Esse sentido de revolta íntima e de amor patriótico era muito mais do que gauchismo? Não, isso surgiu depois. Realmente, não havia preocupação de exaltação regional, mas sim fixação regional, vale dizer, nós somos assim, vestimos assim, cantamos deste modo, vivemos assim, falamos descansado porque temos herança. Agora, se vocês quiserem entender melhor nossas heranças, temos que nos restringir àquilo que nossos antepassados gaúchos nos passaram. Tanto é verdadeiro que aí começou a surgir o 35 – Centro de Tradições e o Lalau Miranda, em seguida. Quando fomos registrar a sigla CTG não houve a possibilidade, pois não existia isso. Nem patrão, sota-capataz, invernada, nada disso fazia parte da sociedade civil da época. Hoje não. Você vai numa solenidade cívica ou de importância e dizem: Aqui está o patrão, o coordenador da região. Quer dizer, nós já trouxemos uma contribuição à cultura linguística e representativa da sociedade brasileira.

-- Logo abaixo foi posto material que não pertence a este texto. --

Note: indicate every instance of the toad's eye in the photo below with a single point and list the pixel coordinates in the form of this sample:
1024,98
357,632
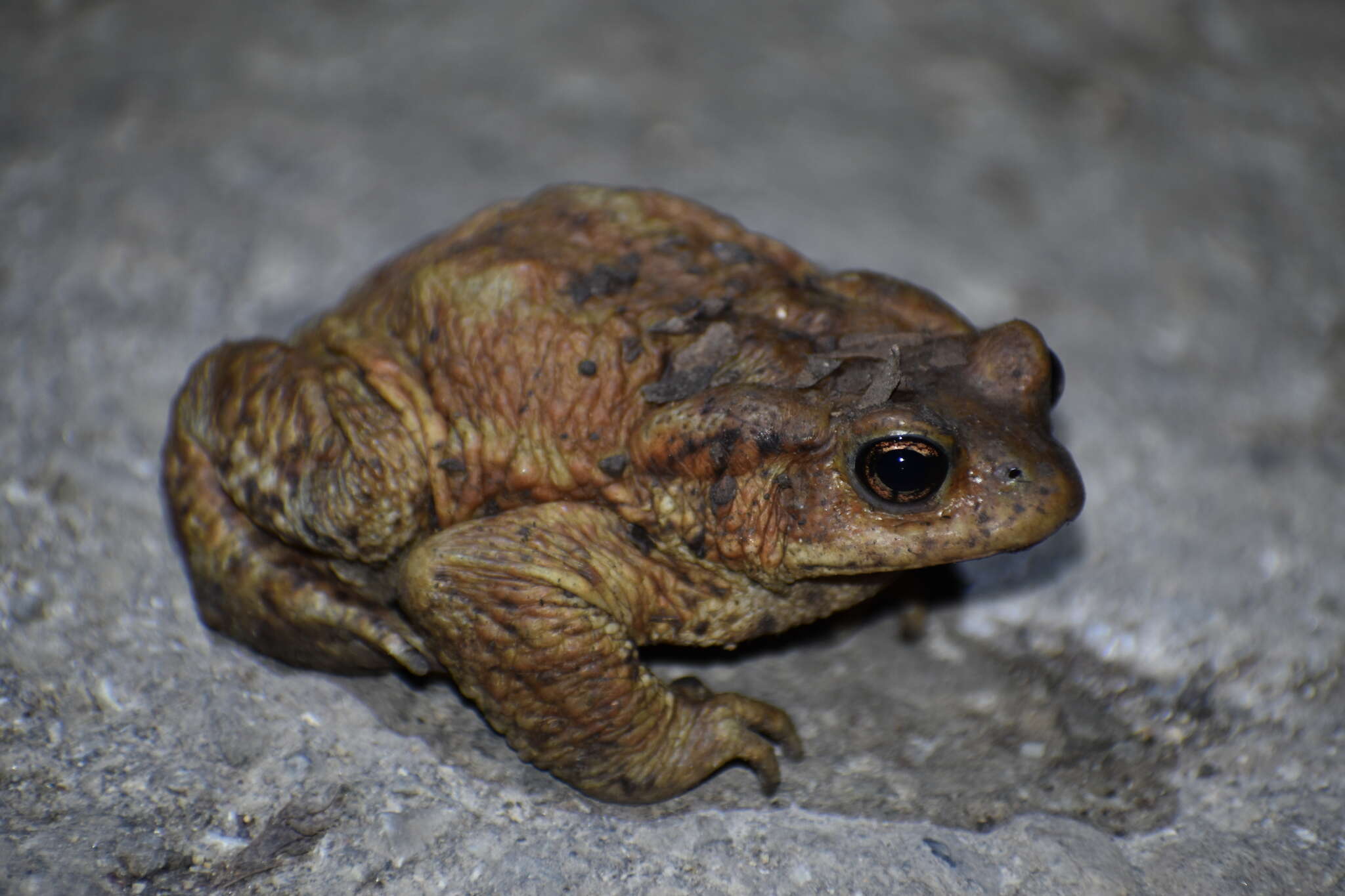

E o trabalho de resgatar músicas e danças que estavam perdidas? Em 1949, quando voltamos do Uruguai, onde fomos representar o Rio Grande do Sul e o Brasil no Dia de La Tradicción, eles ficaram surpresos pela maneira com que nos manifestamos e pela indumentária. Diziam: "Pero Usteds son semellantes a nosotros!" Eles nem admitiam que no Rio Grande do Sul e no Brasil tivessem gaúchos. Então, mostramos tudo nas encilhas, declamação, cantigas. "?Y sus bailes? ?Qué bailam Usteds?". Não tínhamos resposta, a não ser que xote e rancheira era o que dançávamos... Mas eles queriam os temas do nosso folclore, as coreografias, os sapateados, as dançadas, etc. E quando voltamos de lá, verificamos que não era possível que o Uruguai e a Argentina tivessem tão rico repertório coreográfico e nós, no Rio Grande do Sul, no Brasil, nada. Então, eu e o Barbosa Lessa nos dispusemos a ir de rincão em rincão, na fonte, no gomo da taquara, como eu chamo, para ver, ouvir, olhar, escutar e aprender, não só as roupas, não só as danças, não só os cantos, mas também os motivos populares, religiosos, e que fazem parte da cultura. E isso resultou no livro Festas, bailes, música e religiosidade rural, onde estão as cavalhadas, os aspectos ligados à religiosidade do homem gaúcho, que até agora é pouco exaltada, inacessível e demonstrada.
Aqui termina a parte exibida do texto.